E.S. : Comment s’est déroulée votre embauche chez Keyrus BioPharma ? Avez-vous eu un test SAS ?

L. : Suite à l’envoi de mon CV, j’ai obtenu un premier entretient avec une personne des ressources humaines (RH). Puis, j’ai eu un deuxième entretient avec un Data Manager référent. Ensuite, ils m’ont recontacté pour me dire que j’étais prise et qu’il fallait venir signer mon contrat… Je n’ai pas eu besoin d’effectuer un test SAS. Ce test n’était pas nécessaire car la mission pour laquelle on m’a embauché, j’ai pas besoin de programmer sous SAS.

E.S. : Pourquoi avoir choisi de travailler chez Keyrus BioPharma et notamment dans la cosmétique ?

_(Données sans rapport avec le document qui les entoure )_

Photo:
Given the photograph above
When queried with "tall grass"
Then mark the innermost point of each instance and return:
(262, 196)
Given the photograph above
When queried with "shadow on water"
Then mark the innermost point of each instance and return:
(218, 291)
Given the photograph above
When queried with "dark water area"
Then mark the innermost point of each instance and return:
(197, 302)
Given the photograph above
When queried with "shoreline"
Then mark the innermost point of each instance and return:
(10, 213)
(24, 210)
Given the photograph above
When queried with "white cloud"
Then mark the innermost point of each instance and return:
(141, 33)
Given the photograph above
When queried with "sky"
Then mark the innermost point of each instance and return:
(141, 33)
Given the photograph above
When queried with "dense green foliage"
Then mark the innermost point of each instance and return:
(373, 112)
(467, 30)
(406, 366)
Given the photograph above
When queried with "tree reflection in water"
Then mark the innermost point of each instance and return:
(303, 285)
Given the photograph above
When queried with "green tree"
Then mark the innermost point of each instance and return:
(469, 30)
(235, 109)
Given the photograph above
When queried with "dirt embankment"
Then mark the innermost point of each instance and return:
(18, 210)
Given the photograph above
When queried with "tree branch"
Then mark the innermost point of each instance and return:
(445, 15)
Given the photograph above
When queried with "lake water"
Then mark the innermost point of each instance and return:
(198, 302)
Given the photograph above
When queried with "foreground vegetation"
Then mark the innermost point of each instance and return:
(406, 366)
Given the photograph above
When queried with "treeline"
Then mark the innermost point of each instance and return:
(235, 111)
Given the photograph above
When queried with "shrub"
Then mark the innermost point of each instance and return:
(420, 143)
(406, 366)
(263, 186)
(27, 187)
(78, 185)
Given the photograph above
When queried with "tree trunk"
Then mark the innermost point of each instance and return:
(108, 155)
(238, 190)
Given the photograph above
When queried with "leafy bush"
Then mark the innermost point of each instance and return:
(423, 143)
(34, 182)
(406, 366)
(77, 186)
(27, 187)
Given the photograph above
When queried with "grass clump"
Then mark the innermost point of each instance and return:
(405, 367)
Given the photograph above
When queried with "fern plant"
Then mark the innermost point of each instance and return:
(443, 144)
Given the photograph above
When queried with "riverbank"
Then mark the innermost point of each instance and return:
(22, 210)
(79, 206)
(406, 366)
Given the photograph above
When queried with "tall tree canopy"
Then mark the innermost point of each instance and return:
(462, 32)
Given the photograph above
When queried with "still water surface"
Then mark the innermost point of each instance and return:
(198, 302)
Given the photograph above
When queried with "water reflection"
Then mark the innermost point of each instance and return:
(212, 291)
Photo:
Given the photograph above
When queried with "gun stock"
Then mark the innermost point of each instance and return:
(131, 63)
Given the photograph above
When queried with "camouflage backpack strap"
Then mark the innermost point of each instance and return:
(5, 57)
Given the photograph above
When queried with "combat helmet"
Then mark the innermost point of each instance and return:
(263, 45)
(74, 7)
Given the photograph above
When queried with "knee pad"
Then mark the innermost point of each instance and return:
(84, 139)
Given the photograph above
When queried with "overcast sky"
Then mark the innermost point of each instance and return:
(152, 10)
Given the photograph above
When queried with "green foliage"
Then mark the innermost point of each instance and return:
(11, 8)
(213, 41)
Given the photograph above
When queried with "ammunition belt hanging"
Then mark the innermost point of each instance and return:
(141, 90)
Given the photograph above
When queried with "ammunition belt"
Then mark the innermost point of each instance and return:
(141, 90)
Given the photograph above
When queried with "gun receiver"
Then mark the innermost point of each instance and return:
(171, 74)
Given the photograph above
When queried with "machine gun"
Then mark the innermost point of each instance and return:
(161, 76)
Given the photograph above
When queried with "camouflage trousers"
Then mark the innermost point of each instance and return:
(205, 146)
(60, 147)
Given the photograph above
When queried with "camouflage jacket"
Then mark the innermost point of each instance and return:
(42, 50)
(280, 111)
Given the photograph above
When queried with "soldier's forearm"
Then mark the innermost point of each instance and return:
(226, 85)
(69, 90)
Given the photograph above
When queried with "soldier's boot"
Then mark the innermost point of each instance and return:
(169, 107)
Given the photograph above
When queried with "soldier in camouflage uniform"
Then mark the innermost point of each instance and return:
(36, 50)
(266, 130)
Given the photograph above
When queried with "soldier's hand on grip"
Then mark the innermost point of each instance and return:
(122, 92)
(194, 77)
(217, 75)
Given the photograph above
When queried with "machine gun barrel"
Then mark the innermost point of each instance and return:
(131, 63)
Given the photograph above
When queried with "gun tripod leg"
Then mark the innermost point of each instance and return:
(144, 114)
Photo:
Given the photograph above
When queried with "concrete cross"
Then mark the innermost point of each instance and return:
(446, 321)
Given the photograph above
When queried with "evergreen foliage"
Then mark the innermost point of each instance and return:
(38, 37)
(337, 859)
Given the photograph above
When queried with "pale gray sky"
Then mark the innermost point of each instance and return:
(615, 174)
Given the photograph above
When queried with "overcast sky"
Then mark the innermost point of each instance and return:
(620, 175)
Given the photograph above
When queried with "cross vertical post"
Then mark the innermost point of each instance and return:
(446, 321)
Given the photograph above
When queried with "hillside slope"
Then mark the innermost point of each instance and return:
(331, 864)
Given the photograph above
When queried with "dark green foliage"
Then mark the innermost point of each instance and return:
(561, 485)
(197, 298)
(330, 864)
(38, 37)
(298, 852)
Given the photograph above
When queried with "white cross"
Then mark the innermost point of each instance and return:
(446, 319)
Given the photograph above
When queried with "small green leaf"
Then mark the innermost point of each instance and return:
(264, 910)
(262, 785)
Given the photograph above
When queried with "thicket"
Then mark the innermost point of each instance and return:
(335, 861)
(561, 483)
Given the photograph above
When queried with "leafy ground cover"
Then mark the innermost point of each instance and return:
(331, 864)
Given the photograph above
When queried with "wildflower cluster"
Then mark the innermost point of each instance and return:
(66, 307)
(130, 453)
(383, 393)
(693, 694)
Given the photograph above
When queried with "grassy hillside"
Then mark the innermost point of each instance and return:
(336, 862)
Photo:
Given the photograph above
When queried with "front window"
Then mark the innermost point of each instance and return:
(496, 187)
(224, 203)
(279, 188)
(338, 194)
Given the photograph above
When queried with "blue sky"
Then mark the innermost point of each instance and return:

L. : Keyrus Biopharma est un société de prestataire (CRO = Contract Research Organization) qui offre la possibilité de travailler en interne ou en prestation, et qui a des partenariats avec des grands groupes pharmaceutiques et cosmétiques, c’est ce qui m’a plût. De plus, j’ai été recruté sur mission et non sur profil, en CDI, ce qui veut dire que j’avais directement une mission à mon arrivée et donc pas besoin d’attendre qu’on m’en trouve une (au risque de perdre mon emploi). Ma première mission est dans la cosmétique. Au cours des conférences métiers en licence, on nous avait présenté les différents domaines possibles où on pourrait être amené à travailler, notamment la cosmétique. Je voulais découvrir cet univers et ainsi monter en compétence, c’est la raison pour laquelle j’ai choisi d’accepter cette mission. Cette dernière devant commencer rapidement et étant libre de suite, ce fut idéal pour moi.

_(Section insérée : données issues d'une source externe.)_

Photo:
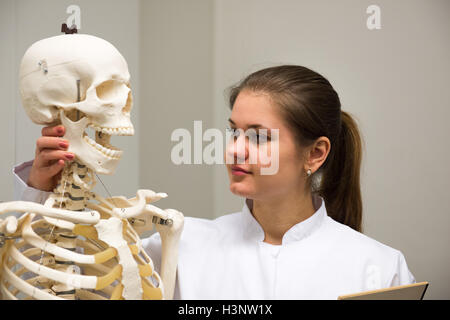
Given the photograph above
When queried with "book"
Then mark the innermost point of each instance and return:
(414, 291)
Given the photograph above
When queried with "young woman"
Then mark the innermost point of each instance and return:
(298, 234)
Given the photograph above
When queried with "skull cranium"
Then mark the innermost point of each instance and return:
(80, 81)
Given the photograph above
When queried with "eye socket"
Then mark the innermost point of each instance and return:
(110, 89)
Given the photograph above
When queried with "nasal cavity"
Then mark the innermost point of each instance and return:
(129, 104)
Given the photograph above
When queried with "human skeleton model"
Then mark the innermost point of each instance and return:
(79, 245)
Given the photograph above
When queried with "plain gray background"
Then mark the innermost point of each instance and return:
(183, 54)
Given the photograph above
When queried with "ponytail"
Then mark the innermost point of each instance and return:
(340, 181)
(312, 109)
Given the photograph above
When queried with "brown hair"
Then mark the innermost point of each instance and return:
(311, 108)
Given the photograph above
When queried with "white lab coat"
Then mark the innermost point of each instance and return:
(226, 258)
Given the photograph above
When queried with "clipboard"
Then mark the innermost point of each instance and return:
(414, 291)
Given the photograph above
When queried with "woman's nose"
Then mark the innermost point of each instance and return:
(237, 150)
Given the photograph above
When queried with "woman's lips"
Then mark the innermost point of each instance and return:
(238, 171)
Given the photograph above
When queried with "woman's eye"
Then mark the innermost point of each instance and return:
(234, 132)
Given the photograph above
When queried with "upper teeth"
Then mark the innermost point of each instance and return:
(106, 151)
(122, 131)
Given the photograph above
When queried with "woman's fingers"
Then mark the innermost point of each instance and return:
(51, 143)
(55, 131)
(46, 156)
(55, 168)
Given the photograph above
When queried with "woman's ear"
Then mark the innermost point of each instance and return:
(317, 154)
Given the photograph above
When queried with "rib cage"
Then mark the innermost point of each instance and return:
(49, 246)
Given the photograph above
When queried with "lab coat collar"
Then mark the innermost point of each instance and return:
(253, 230)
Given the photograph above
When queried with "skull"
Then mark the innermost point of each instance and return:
(79, 81)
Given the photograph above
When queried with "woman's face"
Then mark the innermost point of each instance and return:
(255, 110)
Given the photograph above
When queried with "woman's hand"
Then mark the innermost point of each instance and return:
(50, 158)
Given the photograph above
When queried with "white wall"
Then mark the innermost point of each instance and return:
(7, 92)
(176, 77)
(394, 80)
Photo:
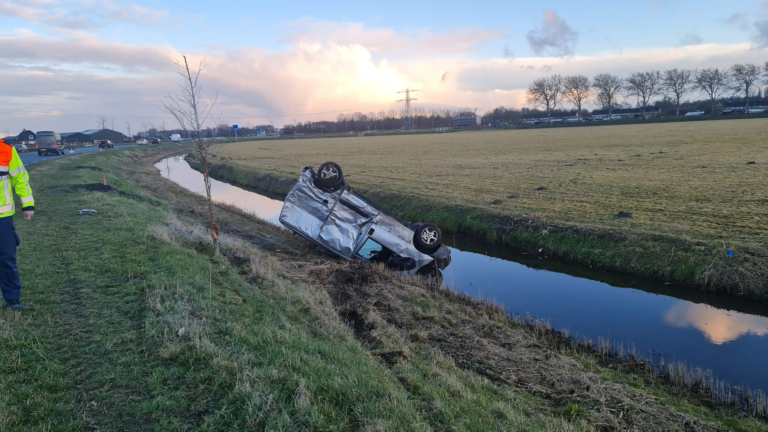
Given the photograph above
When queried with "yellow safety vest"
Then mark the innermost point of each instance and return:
(14, 177)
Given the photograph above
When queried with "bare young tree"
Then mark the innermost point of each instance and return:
(103, 122)
(644, 86)
(191, 112)
(546, 92)
(577, 89)
(745, 78)
(608, 87)
(128, 128)
(714, 82)
(678, 82)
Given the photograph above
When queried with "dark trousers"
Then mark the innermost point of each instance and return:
(10, 283)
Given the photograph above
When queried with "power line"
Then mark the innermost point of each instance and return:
(121, 103)
(408, 123)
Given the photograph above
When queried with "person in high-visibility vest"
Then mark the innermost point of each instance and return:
(14, 178)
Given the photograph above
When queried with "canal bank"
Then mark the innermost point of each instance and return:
(660, 257)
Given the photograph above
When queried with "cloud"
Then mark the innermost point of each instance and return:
(82, 14)
(45, 12)
(690, 39)
(761, 38)
(554, 36)
(738, 20)
(407, 44)
(81, 76)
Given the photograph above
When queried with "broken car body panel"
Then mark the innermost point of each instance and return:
(343, 222)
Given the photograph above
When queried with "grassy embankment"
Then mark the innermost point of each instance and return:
(690, 189)
(275, 336)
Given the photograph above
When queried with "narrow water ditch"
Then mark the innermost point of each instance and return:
(714, 331)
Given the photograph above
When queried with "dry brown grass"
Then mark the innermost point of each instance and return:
(456, 341)
(688, 180)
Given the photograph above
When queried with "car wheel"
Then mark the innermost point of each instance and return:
(329, 177)
(402, 263)
(427, 238)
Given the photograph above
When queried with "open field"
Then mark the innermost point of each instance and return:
(690, 188)
(276, 336)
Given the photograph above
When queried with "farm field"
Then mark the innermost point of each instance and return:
(688, 192)
(272, 336)
(689, 180)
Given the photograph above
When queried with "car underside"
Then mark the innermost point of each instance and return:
(343, 222)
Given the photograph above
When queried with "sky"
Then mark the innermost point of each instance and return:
(64, 63)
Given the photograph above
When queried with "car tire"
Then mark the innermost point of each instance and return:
(329, 177)
(427, 238)
(402, 263)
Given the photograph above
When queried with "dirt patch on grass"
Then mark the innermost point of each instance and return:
(89, 187)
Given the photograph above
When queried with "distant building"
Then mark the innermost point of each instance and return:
(537, 119)
(75, 137)
(26, 137)
(105, 134)
(755, 107)
(468, 119)
(625, 113)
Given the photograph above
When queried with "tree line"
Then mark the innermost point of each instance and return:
(379, 121)
(743, 80)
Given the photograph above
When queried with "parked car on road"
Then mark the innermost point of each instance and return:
(48, 142)
(327, 212)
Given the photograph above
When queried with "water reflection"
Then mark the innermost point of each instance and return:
(723, 333)
(718, 325)
(179, 171)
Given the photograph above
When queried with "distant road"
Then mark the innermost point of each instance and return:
(31, 157)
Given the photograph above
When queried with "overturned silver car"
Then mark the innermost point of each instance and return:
(327, 212)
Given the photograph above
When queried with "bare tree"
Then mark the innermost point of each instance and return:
(714, 82)
(191, 112)
(103, 122)
(678, 82)
(745, 77)
(608, 87)
(546, 92)
(644, 86)
(128, 128)
(577, 89)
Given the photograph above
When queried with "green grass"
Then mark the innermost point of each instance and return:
(694, 189)
(264, 346)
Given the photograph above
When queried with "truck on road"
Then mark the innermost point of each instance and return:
(49, 142)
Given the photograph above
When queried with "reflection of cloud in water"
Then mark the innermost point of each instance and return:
(257, 204)
(718, 325)
(181, 173)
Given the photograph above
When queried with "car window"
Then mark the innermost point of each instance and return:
(45, 139)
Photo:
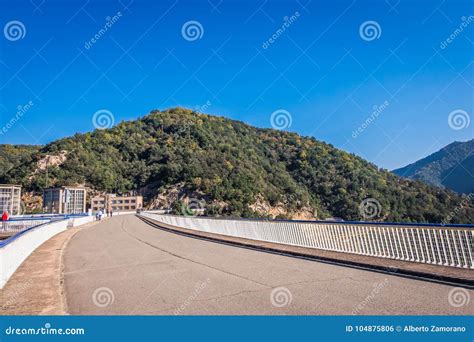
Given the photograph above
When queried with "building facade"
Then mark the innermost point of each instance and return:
(10, 199)
(64, 200)
(116, 203)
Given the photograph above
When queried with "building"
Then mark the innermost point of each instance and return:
(116, 203)
(64, 200)
(10, 199)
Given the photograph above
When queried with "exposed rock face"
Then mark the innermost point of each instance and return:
(51, 160)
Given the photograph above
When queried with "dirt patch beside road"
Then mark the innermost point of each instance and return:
(36, 286)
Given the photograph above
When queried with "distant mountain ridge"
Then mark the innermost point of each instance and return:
(178, 156)
(451, 167)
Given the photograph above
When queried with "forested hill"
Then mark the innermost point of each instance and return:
(235, 168)
(451, 167)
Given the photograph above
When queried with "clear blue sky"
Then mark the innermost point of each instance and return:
(319, 69)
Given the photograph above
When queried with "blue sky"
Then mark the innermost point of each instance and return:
(321, 69)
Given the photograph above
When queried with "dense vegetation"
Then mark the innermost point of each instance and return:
(233, 163)
(14, 155)
(451, 167)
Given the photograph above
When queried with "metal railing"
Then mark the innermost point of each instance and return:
(431, 244)
(16, 225)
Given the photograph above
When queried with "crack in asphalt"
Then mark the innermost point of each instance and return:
(190, 260)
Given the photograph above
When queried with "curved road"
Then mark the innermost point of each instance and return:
(125, 266)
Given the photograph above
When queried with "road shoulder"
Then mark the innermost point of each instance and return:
(36, 288)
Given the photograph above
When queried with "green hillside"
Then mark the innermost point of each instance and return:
(14, 155)
(232, 164)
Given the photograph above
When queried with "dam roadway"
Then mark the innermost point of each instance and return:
(124, 266)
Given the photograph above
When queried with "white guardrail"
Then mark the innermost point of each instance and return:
(438, 245)
(16, 226)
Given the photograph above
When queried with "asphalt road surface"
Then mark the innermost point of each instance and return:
(125, 266)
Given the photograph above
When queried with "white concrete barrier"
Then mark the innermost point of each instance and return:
(444, 245)
(16, 249)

E.S. : Comment avez-vous appréhendé ce nouvel emploi ?

L. : A vrai dire, j’étais sereine. je n’avais pas d’appréhension particulière vu que cette mission ressemble à ce que j’ai pu faire au cours de mon stage à Sanofi.

E.S. : Quels conseils donneriez-vous aux étudiants ?

L. : Un conseil : choisissez bien votre stage (mission et entreprise) en adéquation avec ce que vous désirez faire après votre licence parce que c’est cela qui conditionnera votre premier poste…Et peu importe le parcours effectué, il est toujours possible de se reconvertir et de réussie. Le fait de ne pas avoir fait STID n’est pas bloquant pour réussir cette licence. Alors n’hésitez pas. Après la licence, on peut directement travailler en tant que programmeur statistique ou data manager, comme moi. Mais si l’on souhaite travailler dans les statistiques, il faut continuer en master.

Je tiens à remercier Lynda pour avoir bien voulu prendre du temps afin de répondre à ces quelques questions.